Nous avons, dans nos précédentes contributions, mis en avant le rôle de locomotive que doit continuer à jouer Sonatrach dans le développement économique du pays.Nous avons dans le même temps noté les insuffisances majeures qui impactent Sonatrach sur les plans de la prospective (veille stratégique, partenariat, vision du marché international, évolution du marché local,?), de gouvernance (organisation, gestion), et de maîtrise des coûts et d'acquisition technologique.
Enfin, nous avons esquissé un certain nombre d'axes qui nous ont paru prioritaires sur lesquels les autorités et Sonatrach pourraient concentrer leurs efforts pour lever des contraintes qui aujourd'hui contrarient la relance du secteur des hydrocarbures, et parmi elles la nécessaire révision du dispositif juridique et contractuel, de la fiscalité et plus généralement la réorganisation profonde de Sonatrach pour assurer une plus grande efficacité opérationnelle, synonyme de rentabilité optimisée.
Cet état des lieux sommaire qui relaie les différentes analyses émanant de nombreux experts du domaine et des organismes nationaux et internationaux, est confirmé par les déclarations récentes des responsables de Sonatrach et du secteur.
Poursuivant notre quête visant l'établissement d'un état des lieux plus précis, notamment au contact des experts et professionnels des questions pétrolières (concernant les aspects : déclin des réserves, déclin de la production, réduction des coûts de production,?), nous souhaitons à travers cette contribution apporter un complément d'éclairage permettant de mieux comprendre la problématique des activités du secteur ainsi que les voies possibles d'optimisation.

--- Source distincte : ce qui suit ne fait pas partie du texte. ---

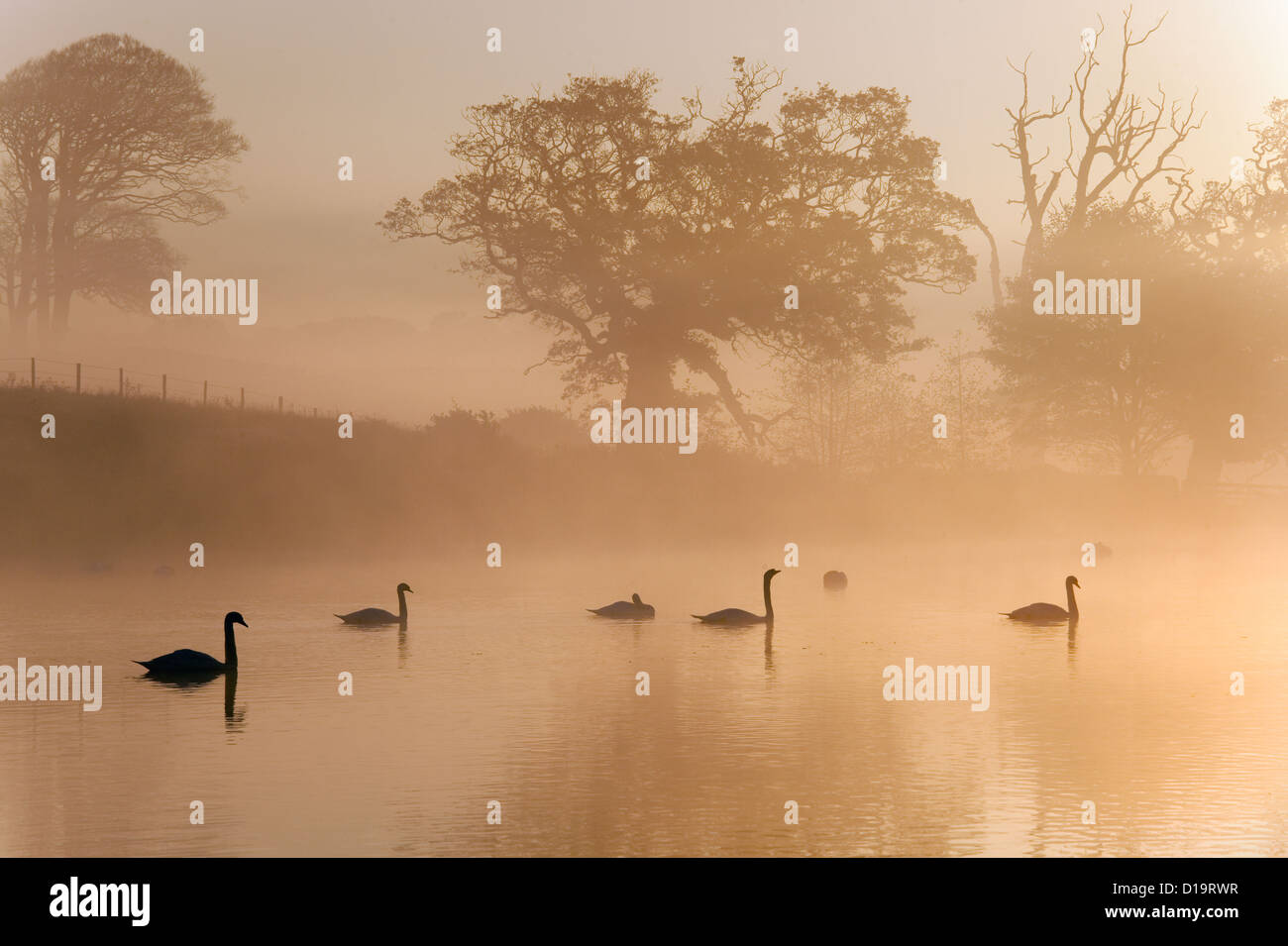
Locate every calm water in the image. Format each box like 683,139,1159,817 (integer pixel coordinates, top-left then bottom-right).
0,545,1288,856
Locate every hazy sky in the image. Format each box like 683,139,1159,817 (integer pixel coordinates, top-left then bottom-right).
0,0,1288,407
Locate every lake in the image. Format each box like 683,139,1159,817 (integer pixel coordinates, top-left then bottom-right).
0,539,1288,857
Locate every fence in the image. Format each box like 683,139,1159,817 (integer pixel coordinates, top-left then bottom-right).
0,358,338,417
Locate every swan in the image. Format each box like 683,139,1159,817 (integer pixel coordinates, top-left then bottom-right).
999,576,1082,623
693,569,780,625
335,581,416,624
134,611,249,675
587,593,653,618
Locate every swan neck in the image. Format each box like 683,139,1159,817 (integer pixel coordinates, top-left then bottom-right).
224,620,237,667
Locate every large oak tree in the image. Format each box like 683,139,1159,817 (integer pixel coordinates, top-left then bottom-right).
381,59,974,439
0,34,246,337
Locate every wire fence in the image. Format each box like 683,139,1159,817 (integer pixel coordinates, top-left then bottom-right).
0,358,338,417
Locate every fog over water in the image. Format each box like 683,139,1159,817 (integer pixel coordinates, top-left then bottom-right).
0,0,1288,856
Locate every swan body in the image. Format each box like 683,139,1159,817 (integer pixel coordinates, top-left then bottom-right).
999,576,1082,624
335,581,416,627
134,611,248,675
693,569,778,627
587,593,654,618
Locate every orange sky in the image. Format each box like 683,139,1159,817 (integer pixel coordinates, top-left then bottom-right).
0,0,1288,414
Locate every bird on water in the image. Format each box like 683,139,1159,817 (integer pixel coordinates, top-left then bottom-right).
692,569,780,627
134,611,249,675
335,581,416,627
999,576,1082,624
587,592,654,618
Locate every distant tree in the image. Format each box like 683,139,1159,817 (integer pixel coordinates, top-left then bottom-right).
381,59,974,440
770,356,930,473
0,34,246,335
923,330,1012,470
980,9,1288,480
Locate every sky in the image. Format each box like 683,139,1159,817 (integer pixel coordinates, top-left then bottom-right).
0,0,1288,417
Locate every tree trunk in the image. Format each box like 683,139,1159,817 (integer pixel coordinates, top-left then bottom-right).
622,352,680,408
52,190,76,335
29,175,52,341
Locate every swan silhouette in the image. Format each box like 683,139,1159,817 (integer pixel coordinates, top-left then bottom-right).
999,576,1082,624
335,581,416,625
693,569,778,627
134,611,249,676
587,593,653,618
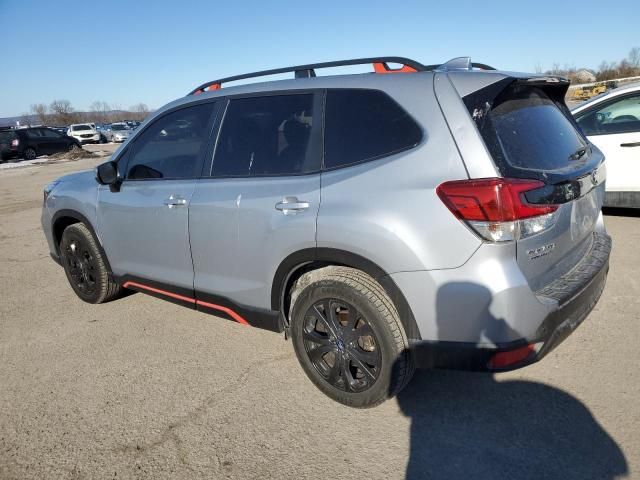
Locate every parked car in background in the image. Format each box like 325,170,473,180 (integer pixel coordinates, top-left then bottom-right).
49,127,69,135
104,122,132,143
571,83,640,208
67,123,100,143
0,127,82,161
96,123,109,143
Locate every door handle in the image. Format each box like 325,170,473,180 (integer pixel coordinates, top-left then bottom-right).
164,195,187,208
276,197,309,215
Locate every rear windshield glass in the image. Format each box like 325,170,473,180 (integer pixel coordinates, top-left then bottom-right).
481,87,588,171
0,130,15,143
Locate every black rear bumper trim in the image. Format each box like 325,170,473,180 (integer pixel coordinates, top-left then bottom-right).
409,234,611,371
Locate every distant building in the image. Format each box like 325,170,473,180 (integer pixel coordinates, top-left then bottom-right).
575,68,596,83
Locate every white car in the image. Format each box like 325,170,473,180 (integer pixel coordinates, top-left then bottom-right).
67,123,100,143
571,83,640,208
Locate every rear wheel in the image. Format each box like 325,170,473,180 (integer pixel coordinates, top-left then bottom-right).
23,147,38,160
291,267,414,408
60,223,122,303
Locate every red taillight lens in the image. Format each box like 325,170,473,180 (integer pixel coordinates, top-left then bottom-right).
436,178,558,222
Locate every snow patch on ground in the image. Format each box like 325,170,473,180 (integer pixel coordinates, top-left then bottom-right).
0,156,49,170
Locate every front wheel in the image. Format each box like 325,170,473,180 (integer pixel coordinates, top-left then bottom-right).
291,267,414,408
24,147,38,160
60,223,122,303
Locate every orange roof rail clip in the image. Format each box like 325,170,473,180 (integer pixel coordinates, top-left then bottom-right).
373,62,418,73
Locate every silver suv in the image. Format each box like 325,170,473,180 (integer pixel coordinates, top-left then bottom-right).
42,57,611,407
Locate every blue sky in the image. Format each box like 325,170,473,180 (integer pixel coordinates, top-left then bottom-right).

D'après plusieurs organismes et experts, les réserves ultimes restantes à découvrir en hydrocarbures conventionnels sont encore très importantes, (de l'ordre de 50 milliards de [boe] baril équivalent pétrole), mais la densité des forages dans nos bassins matures, qui est de l'ordre de 10 à 20 forages/10 000km2 est très en retrait par rapport à la moyenne mondiale qui est d'environ 100 forages/10 000km2, sans parler des bassins matures américains qui enregistrent jusqu'à 400 voire 500 forages /10 000km2, soit 4 à 5 fois plus que la moyenne mondiale.
Ces quelques indications montrent qu'il y a un gap important en matière d'exploration pour découvrir les réserves potentielles restantes dans nos bassins.
Manifestement, Sonatrach seule ne peut pas combler ce gap, compte tenu à la fois des investissements financiers importants à mobiliser et plus encore de ses capacités d'études pluridisciplinaires (géologues, géophysiciens, géochimistes, sédimentologistes, réservoir engineering, facilités de surface, économistes,?), nécessaires pour affiner l'analyse des risques, améliorer les résultats des forages et optimiser le taux de succès.
Les statistiques montrent que malgré un effort d'exploration significatif de l'ordre de 110 à 120 forages/an, les découvertes restent marginales et ne permettent pas le renouvellement des réserves ; la plupart d'entre elles étant de petite taille et donc non commercialement rentables pour Sonatrach.
Ces résultats nous amènent à nous interroger sur la qualité et la pertinence des études d'implantation des forages en ce qui concerne l'analyse technico-économique et l'évaluation des risques associés, qui semblent insuffisants ou incomplets, surtout que les coûts de ces forages sont importants (10 à 20 millions de dollars l'unité), soit pour les 100 à 120 forages/année, un coût global situé entre 1 et 2,4 milliards de dollars, ce qui représente des investissements colossaux pour des résultats largement en deça des attentes.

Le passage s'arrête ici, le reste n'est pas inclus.